The question then becomes: how much do the simplifications made affect the outcome of applying what we know about the secretaries problem to the real world situation? Someone could probably write a neat article about it.
This is obviously artificial because after x months, you are not going to buy something much worse than previous things you've rejected just because it's the best remaining option, rather than wait one more month. But having to do that is the crux of the secretary problem.
OP has not understood the significant differences between this clearly defined mathematical problem and his own experiences, not sure why people are indulging him.
It's perhaps important for people to understand that this type of problem is not necessarily a problem of hiring secretaries but rather a mathematical problem presented in less abstract form that people can easier relate to and digest. There could be dozens of variations, one could involve being able to go back one decision point (change your mind on the previous candidate), one could be to use parallelism and multiple evaluators, one could be to not know the total number so you might have seen the last secretary ever, etc.

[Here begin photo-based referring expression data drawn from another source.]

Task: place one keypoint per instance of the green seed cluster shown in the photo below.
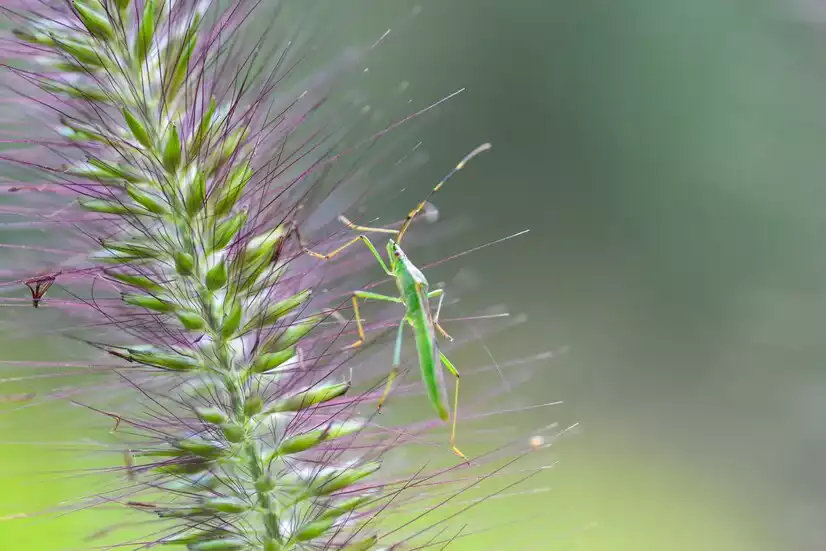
(185, 251)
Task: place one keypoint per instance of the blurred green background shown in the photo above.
(667, 158)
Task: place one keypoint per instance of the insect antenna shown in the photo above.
(420, 207)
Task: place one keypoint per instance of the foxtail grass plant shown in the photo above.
(186, 170)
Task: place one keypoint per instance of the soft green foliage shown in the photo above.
(177, 193)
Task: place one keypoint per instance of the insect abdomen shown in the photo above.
(430, 364)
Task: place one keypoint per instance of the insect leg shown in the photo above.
(450, 367)
(356, 239)
(366, 295)
(441, 294)
(352, 226)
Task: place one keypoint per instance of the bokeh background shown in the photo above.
(668, 158)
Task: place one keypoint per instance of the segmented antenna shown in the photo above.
(420, 207)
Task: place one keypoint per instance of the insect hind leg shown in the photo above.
(455, 372)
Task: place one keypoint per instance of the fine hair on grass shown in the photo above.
(190, 153)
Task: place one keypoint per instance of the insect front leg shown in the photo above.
(356, 239)
(365, 295)
(441, 294)
(450, 367)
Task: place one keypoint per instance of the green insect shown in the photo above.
(415, 296)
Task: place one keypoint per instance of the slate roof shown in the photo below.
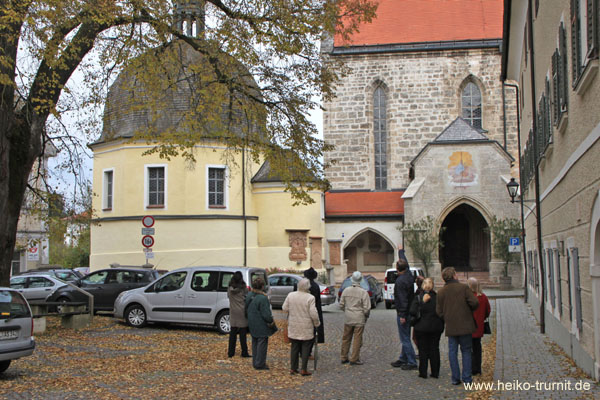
(458, 131)
(411, 21)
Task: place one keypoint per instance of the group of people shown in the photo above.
(458, 309)
(251, 312)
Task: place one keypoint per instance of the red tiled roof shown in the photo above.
(410, 21)
(363, 203)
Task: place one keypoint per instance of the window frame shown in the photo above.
(225, 205)
(380, 138)
(147, 204)
(106, 193)
(470, 120)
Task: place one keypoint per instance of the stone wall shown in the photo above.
(423, 97)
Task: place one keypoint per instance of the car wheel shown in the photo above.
(222, 322)
(135, 316)
(61, 309)
(4, 365)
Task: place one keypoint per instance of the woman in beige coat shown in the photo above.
(302, 319)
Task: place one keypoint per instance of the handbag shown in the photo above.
(272, 328)
(415, 317)
(286, 338)
(487, 329)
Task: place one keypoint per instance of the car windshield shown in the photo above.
(259, 274)
(391, 276)
(363, 284)
(12, 305)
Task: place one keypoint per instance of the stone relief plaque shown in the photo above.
(298, 241)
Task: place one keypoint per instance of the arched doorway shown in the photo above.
(369, 252)
(466, 240)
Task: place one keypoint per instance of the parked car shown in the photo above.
(105, 285)
(283, 284)
(64, 274)
(389, 281)
(191, 295)
(370, 284)
(36, 287)
(16, 327)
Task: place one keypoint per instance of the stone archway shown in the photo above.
(466, 240)
(369, 251)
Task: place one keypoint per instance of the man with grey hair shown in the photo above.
(356, 304)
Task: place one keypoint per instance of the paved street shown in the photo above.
(377, 377)
(112, 361)
(524, 355)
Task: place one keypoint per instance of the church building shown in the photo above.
(422, 126)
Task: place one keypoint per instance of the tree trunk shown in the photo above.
(20, 144)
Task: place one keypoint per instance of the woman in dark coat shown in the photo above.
(428, 329)
(480, 314)
(260, 323)
(236, 292)
(311, 275)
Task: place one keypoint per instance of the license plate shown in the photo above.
(7, 335)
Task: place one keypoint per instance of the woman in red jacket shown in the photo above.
(480, 314)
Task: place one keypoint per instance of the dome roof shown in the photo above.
(173, 91)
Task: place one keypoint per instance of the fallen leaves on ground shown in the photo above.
(110, 360)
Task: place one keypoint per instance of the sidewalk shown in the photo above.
(525, 357)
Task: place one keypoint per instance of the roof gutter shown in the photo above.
(505, 38)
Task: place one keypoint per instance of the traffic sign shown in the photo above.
(147, 241)
(148, 221)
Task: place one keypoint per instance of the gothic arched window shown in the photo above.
(380, 131)
(471, 105)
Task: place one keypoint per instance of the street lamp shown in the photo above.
(513, 188)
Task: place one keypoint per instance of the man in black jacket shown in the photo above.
(404, 291)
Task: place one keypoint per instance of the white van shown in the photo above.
(390, 279)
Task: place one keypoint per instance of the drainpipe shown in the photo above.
(504, 113)
(538, 210)
(516, 87)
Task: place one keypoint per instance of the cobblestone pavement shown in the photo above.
(525, 356)
(376, 377)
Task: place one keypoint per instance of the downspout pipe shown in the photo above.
(516, 87)
(538, 213)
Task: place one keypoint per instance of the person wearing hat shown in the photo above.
(356, 304)
(311, 275)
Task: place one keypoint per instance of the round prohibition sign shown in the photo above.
(147, 241)
(148, 221)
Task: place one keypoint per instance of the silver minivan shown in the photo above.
(191, 295)
(16, 327)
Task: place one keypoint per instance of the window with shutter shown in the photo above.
(558, 281)
(563, 82)
(555, 98)
(550, 264)
(575, 41)
(547, 115)
(577, 287)
(592, 28)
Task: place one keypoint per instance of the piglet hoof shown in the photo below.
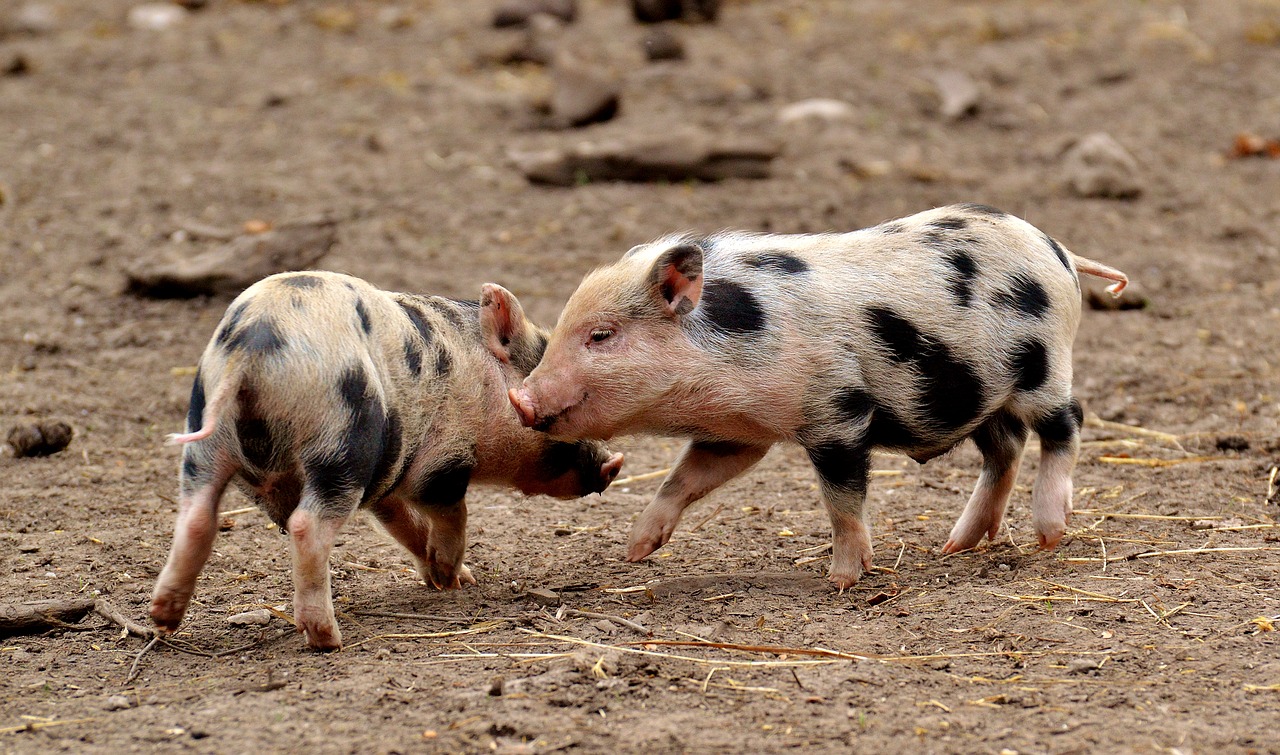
(1050, 540)
(323, 634)
(167, 612)
(447, 577)
(645, 540)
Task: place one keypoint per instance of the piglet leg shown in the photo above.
(842, 471)
(1001, 440)
(446, 547)
(1051, 497)
(702, 467)
(311, 536)
(192, 541)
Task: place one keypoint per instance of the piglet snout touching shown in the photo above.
(609, 471)
(525, 408)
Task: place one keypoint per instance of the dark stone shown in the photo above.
(517, 13)
(662, 44)
(661, 10)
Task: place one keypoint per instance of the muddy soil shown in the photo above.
(1151, 627)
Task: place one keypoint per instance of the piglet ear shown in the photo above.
(677, 277)
(502, 320)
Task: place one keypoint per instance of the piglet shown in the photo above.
(912, 335)
(320, 394)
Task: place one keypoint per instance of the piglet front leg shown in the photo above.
(702, 467)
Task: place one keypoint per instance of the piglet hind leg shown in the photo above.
(201, 486)
(842, 471)
(312, 531)
(446, 547)
(702, 467)
(1051, 497)
(1001, 440)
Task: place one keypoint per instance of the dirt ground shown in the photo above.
(1148, 630)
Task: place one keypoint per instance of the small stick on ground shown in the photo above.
(113, 614)
(608, 617)
(133, 669)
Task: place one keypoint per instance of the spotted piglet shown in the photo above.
(910, 335)
(327, 396)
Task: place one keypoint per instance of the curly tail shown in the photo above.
(225, 390)
(1100, 270)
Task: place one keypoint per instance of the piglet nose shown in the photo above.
(609, 471)
(524, 406)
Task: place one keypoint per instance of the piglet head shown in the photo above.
(618, 348)
(545, 466)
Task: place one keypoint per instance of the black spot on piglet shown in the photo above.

Most real life problems will never perfectly match to this kind of math problem simply because real life usually offers more flexibility than a strictly defined mathematical scenario.
Reminds me of the joke with the mathematician and the engineer who can take as many steps as they want to get to the pot of gold in front of them with the condition that every step is maximum half of the distance remaining. The mathematician is absolutely livid because he knows he'll never reach it, while the engineer is happy because he'll be there for all practical purposes.
Crucially, the optimal solution depends on the specific constraints. So you can’t just take a solution derived under one set of assumptions and use it in another situation without losing whatever guarantees it made in the original case.
You raise a good assumption I think is being missed - the choice criteria has not changed between the time of interviewing the first applicant and selecting the n/e-th applicant. The housing market is too volatile for this assumption to hold.
The question then becomes: how much do the simplifications made affect the outcome of applying what we know about the secretaries problem to the real world situation? Someone could probably write a neat article about it.